General cycling, commuting

The number of cyclists killed and seriously injured (KSIs) on British roads increased by 27% between January and March compared with the same time last year, according to figures released by the Department for Transport today.

During the same period pedestrian KSIs increased by 16% and motorcyclist KSIs by 20%, figures road safety campaigners are calling alarming and unacceptable.

Roads with speed limits lower than 40mph saw fatal or serious accidents decrease by 0.4% while roads with higher than 40mph speed limits saw fatal or serious accident rates increase by 7%.

Sustrans policy advisor, Rachel Bromley, said: "The sharp rise in casualties over the last quarter will only serve to further deter people from walking and cycling and promote a growing fear among parents that children are safer inside the car than out.

"It is unacceptable that the government allows this to continue when a simple solution is at hand – it’s time to bite the bullet and make dedicated funding available to transform local walking and cycling routes and introduce lower traffic speeds."

Increased serious injury and death on faster roads is concerning given the recent announcement by the Department for Transport that HGVs speed limits are being increased on rural roads from 40mph to 50mph.

Figures show those in cars also suffered, with 15% higher car user KSIs in the same period compared to Jan-Mar 2013. Meanwhile child KSIs increased by 17%.

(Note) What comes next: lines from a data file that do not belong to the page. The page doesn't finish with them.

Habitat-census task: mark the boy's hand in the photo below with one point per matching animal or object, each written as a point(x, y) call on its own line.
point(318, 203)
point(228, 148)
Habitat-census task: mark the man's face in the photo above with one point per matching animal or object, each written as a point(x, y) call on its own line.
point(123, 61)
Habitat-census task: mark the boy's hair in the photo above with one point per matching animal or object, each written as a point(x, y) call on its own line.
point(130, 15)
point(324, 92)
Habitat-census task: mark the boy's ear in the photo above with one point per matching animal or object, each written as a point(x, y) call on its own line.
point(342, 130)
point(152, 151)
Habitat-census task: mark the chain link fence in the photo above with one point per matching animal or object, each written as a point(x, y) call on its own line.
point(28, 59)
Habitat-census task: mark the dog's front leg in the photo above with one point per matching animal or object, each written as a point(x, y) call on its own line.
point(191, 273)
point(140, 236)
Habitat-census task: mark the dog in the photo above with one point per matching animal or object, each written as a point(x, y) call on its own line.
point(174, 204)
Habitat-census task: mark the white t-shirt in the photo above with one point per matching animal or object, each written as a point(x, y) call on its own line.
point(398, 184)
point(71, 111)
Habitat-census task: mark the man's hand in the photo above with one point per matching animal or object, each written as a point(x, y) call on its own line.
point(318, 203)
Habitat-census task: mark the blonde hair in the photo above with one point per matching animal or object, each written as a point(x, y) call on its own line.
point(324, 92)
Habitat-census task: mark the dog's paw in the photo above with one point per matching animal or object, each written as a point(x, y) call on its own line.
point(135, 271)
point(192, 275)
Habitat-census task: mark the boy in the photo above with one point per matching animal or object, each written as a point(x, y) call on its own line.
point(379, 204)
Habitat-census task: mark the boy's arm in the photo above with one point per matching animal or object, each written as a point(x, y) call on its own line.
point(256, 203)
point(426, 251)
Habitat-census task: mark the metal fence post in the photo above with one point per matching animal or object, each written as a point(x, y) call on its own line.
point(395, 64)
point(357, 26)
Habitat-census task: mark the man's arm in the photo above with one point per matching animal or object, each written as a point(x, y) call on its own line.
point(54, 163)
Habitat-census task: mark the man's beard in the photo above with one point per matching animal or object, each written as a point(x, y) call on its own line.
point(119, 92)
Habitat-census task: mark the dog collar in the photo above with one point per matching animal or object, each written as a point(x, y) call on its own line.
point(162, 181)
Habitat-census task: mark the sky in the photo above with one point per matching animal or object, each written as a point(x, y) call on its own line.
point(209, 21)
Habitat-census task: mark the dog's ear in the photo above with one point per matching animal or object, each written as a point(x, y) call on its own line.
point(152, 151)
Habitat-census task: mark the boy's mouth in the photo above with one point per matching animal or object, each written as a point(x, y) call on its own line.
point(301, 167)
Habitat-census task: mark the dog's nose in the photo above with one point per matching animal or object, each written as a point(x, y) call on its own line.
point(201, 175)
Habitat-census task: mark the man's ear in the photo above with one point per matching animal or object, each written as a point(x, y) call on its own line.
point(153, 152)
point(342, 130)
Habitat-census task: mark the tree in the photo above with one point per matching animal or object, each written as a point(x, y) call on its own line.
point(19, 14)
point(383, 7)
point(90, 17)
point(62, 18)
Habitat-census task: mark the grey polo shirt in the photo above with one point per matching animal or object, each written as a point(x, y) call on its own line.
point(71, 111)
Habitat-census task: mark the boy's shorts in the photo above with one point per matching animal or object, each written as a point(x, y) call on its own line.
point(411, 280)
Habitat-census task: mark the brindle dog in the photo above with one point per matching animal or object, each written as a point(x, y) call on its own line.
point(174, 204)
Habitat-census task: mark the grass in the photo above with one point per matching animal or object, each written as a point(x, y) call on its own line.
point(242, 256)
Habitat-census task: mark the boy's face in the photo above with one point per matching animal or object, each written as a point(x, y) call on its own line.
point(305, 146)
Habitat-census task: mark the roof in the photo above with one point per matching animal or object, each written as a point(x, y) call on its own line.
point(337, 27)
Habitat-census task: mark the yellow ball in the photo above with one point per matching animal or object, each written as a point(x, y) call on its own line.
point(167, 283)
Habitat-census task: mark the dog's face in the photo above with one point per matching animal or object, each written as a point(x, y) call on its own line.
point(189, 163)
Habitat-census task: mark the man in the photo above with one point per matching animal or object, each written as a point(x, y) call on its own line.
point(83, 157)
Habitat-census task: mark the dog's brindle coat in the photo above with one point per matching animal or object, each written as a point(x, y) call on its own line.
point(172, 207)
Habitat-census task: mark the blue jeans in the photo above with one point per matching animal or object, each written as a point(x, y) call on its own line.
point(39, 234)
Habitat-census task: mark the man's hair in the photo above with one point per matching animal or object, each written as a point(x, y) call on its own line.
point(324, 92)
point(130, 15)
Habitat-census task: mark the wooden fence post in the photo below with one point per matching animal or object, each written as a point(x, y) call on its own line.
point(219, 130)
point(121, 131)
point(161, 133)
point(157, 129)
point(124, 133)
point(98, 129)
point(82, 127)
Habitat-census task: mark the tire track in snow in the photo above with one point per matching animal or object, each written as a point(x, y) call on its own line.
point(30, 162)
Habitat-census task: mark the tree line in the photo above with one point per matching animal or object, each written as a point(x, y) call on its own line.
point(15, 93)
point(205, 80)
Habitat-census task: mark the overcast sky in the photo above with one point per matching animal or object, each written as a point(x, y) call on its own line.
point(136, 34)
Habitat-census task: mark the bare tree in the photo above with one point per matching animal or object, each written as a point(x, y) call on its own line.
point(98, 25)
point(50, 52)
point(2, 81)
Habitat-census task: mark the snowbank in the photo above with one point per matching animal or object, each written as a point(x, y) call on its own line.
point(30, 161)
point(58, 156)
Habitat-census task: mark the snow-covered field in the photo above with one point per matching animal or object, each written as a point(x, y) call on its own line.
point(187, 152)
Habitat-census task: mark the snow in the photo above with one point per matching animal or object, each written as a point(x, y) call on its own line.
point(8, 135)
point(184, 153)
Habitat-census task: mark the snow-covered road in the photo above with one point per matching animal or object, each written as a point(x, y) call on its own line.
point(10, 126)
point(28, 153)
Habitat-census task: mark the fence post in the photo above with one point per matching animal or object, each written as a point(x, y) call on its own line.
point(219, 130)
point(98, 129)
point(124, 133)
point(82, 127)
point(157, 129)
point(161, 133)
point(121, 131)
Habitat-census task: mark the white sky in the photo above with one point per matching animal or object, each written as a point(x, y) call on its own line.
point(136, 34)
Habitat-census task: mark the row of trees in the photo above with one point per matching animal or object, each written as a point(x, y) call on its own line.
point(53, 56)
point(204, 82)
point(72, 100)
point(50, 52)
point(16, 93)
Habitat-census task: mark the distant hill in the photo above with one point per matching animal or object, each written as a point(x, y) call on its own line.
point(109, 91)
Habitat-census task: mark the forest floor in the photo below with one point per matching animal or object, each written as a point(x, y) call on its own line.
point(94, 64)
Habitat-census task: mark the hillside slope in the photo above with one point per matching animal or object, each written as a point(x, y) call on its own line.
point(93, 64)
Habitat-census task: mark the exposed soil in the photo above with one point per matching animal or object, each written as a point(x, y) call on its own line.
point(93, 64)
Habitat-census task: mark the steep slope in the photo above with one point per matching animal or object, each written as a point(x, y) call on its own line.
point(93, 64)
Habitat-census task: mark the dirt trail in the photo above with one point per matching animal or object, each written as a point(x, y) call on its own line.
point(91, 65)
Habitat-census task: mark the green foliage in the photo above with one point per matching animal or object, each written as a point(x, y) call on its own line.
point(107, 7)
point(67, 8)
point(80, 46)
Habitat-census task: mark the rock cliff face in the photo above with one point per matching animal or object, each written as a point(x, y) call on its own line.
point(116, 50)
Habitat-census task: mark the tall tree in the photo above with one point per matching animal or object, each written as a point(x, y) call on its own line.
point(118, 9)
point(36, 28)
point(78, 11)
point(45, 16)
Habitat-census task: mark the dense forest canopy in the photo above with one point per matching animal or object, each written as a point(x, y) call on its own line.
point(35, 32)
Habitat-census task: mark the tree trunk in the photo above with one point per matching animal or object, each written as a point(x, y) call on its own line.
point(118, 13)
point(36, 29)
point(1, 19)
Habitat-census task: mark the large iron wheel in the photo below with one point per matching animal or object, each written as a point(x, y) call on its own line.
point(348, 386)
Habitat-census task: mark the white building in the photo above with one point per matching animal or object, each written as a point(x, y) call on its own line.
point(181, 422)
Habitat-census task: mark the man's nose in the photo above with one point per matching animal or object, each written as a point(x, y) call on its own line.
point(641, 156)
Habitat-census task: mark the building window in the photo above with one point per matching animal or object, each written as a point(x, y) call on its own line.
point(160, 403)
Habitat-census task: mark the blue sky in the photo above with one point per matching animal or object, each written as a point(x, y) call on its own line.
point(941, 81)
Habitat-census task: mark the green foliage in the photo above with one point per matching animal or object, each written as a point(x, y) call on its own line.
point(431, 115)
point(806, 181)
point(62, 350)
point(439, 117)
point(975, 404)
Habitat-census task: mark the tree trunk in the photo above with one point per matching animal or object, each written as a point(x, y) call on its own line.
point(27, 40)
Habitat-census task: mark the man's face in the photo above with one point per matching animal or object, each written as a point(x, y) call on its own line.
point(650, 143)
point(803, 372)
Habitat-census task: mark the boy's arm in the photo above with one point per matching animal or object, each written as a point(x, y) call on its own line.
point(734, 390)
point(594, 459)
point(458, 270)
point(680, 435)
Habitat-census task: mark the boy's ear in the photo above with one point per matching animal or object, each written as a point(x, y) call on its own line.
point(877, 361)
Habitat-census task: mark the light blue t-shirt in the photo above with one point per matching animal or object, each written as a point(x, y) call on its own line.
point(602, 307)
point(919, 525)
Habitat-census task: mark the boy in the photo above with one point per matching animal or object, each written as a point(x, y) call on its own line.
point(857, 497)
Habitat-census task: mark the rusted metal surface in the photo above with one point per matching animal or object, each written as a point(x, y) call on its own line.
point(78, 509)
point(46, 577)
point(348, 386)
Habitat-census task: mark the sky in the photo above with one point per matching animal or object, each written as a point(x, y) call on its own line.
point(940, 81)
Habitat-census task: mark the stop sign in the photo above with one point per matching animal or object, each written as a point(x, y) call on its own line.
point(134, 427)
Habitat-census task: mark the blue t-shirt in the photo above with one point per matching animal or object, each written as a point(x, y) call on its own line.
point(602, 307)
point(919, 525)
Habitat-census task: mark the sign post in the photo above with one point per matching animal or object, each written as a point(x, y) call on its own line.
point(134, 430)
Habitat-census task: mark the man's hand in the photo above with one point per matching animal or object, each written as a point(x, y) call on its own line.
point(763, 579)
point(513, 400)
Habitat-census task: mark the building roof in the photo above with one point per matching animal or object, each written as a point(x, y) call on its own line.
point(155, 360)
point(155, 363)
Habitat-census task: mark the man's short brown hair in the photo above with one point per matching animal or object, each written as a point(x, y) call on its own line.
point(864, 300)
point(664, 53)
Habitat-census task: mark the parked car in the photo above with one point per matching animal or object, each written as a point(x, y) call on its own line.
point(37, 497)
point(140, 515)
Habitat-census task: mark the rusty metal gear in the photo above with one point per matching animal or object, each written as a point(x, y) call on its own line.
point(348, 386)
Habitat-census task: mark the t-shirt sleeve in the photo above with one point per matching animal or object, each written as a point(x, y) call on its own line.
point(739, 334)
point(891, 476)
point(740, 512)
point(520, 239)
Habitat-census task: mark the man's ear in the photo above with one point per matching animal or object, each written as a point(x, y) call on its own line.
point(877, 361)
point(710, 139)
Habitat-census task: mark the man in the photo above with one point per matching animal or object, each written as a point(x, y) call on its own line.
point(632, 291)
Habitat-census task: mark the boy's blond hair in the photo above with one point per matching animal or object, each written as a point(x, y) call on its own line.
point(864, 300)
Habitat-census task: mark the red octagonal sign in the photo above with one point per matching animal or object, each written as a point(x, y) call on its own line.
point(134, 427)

Although there was an unusually cold start to 2013 and a mild start to 2014, this year saw the third wettest January and February since records began. The DfT report acknowledges that the rain might be expected to reduce walking and cycling but did not reduce KSIs -suggesting  drier weather could potentially have heralded even greater KSIs.

KSI rates for both cyclists and motorcyclists increased 7% to the year ending March 2014.